The powerful tools used both in the integrated report itself
and in strengthening comparability in the linked detailed information may
• Use sectoral or regional benchmarks
• Presenting information using rates (eg, research expenses
presented as a percentage of sales)
• To provide quantitative indications that are commonly used
by other organizations with similar activities, particularly where industry
standardized definitions are required. However, such representations are not
included in an integrated report unless they relate to the circumstances of the
establishment or are used by the organization on its own.
2.Definition of Problem
The company is one of Turkey’s largest fashion companies.
As the company experienced rapid growth, the infrastructural
development was not at the same speed. The data provided by the growth of the
company and the goal of becoming a global brand do not overlap.

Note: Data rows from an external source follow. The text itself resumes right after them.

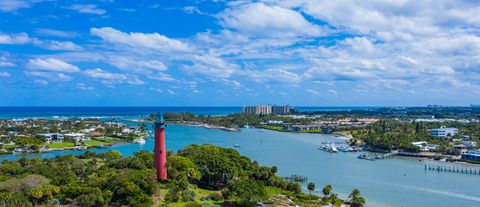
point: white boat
(139, 141)
(328, 147)
(333, 148)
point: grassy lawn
(10, 146)
(99, 141)
(198, 194)
(311, 131)
(276, 128)
(60, 144)
(345, 132)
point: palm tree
(327, 190)
(311, 187)
(333, 198)
(356, 200)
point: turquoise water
(390, 182)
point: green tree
(311, 187)
(327, 190)
(179, 165)
(355, 199)
(245, 191)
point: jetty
(295, 178)
(373, 157)
(453, 169)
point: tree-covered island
(44, 135)
(200, 175)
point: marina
(295, 178)
(382, 182)
(453, 169)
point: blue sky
(231, 53)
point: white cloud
(264, 20)
(40, 82)
(4, 62)
(14, 39)
(109, 78)
(139, 40)
(311, 91)
(83, 86)
(211, 66)
(87, 9)
(52, 64)
(126, 63)
(333, 92)
(4, 74)
(158, 90)
(98, 73)
(49, 76)
(57, 45)
(161, 77)
(13, 5)
(56, 33)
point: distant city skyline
(235, 53)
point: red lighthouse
(159, 150)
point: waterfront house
(473, 155)
(52, 137)
(470, 144)
(444, 132)
(75, 136)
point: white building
(76, 136)
(444, 132)
(52, 137)
(268, 109)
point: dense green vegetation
(231, 120)
(199, 175)
(26, 134)
(393, 134)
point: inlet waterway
(388, 182)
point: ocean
(388, 182)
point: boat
(139, 141)
(329, 147)
(333, 148)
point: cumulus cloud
(4, 74)
(109, 78)
(126, 63)
(4, 62)
(52, 64)
(333, 92)
(137, 39)
(56, 33)
(313, 92)
(83, 86)
(161, 77)
(49, 76)
(13, 5)
(211, 66)
(14, 39)
(57, 45)
(87, 9)
(261, 19)
(98, 73)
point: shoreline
(203, 125)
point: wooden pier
(295, 178)
(372, 157)
(454, 169)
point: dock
(373, 157)
(295, 178)
(453, 169)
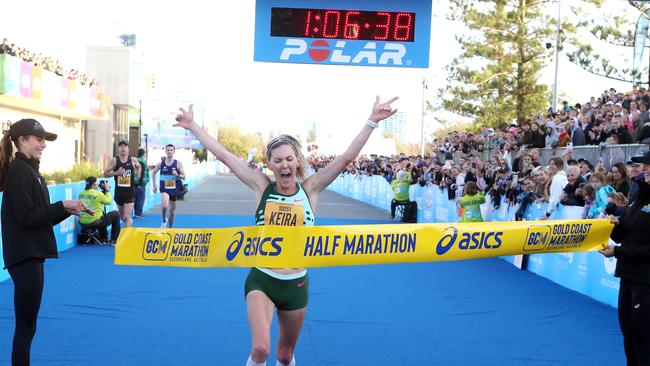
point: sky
(204, 52)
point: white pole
(424, 86)
(557, 52)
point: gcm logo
(156, 246)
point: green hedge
(78, 172)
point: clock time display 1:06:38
(343, 24)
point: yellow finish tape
(317, 246)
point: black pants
(634, 319)
(28, 292)
(110, 218)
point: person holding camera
(633, 268)
(96, 195)
(28, 220)
(573, 190)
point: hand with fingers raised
(381, 110)
(185, 118)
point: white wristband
(372, 124)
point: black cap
(30, 126)
(642, 159)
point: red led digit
(337, 16)
(384, 35)
(308, 23)
(404, 28)
(350, 30)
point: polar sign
(361, 33)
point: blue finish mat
(481, 312)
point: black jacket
(27, 215)
(633, 232)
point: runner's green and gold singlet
(280, 210)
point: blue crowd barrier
(66, 232)
(588, 273)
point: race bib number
(124, 180)
(284, 214)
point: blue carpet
(483, 312)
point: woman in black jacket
(27, 225)
(632, 230)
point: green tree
(617, 30)
(494, 80)
(240, 143)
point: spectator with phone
(95, 196)
(558, 182)
(470, 203)
(618, 178)
(573, 191)
(602, 189)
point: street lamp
(557, 54)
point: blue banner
(360, 32)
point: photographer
(573, 191)
(94, 199)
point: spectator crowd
(515, 174)
(47, 63)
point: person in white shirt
(558, 182)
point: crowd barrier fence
(610, 154)
(588, 273)
(66, 232)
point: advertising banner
(25, 80)
(316, 246)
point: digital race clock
(361, 32)
(343, 24)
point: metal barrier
(610, 154)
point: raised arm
(254, 179)
(317, 182)
(136, 166)
(153, 177)
(108, 172)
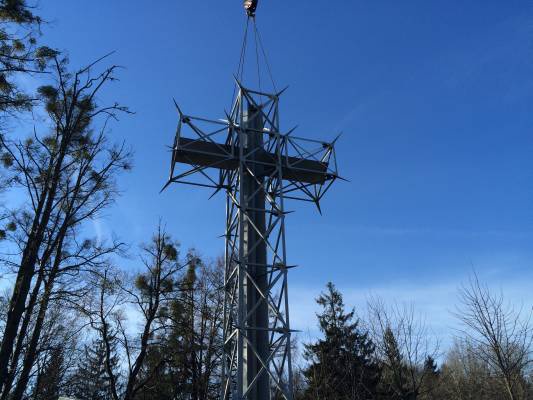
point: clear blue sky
(435, 100)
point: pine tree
(50, 379)
(90, 381)
(395, 373)
(341, 364)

1-Systemic problems: The most important reason why the
company can not look at the same data and can not make the decision making
processes healthy is the systematic problems. As mentioned in the paragraph
above, the fact that a company in this measure can not manage the data
effectively with the correct systems creates a serious extra operational cost
to the company.
The following headings are a serious problem. Now,this
report will give to detailed information to these.
A.Data is not clean.
There is not enough competence in the company. The reason is
that the turnover rate is high. so know-how is constantly disappearing.
Since the company does not have a common data perspective,
data is processed at the initiative of employees.
The fact that information is not clear affects the agility
of the system, slows the company’s operations and makes it difficult for the
reporting systems to work properly.
Data mining processes should be managed by people with
sufficient competence in the companies where such big facts are managed. As far
as our company is concerned, our company has not been successful in assigning
competent people to data processes in human resources and recruitment
On the other hand, the turnover level is high due to the
lack of suitable work environment for employees due to human resources
politics. In such problematic and manual operating systems, employees take
their know-how with them and can not transfer it to the company.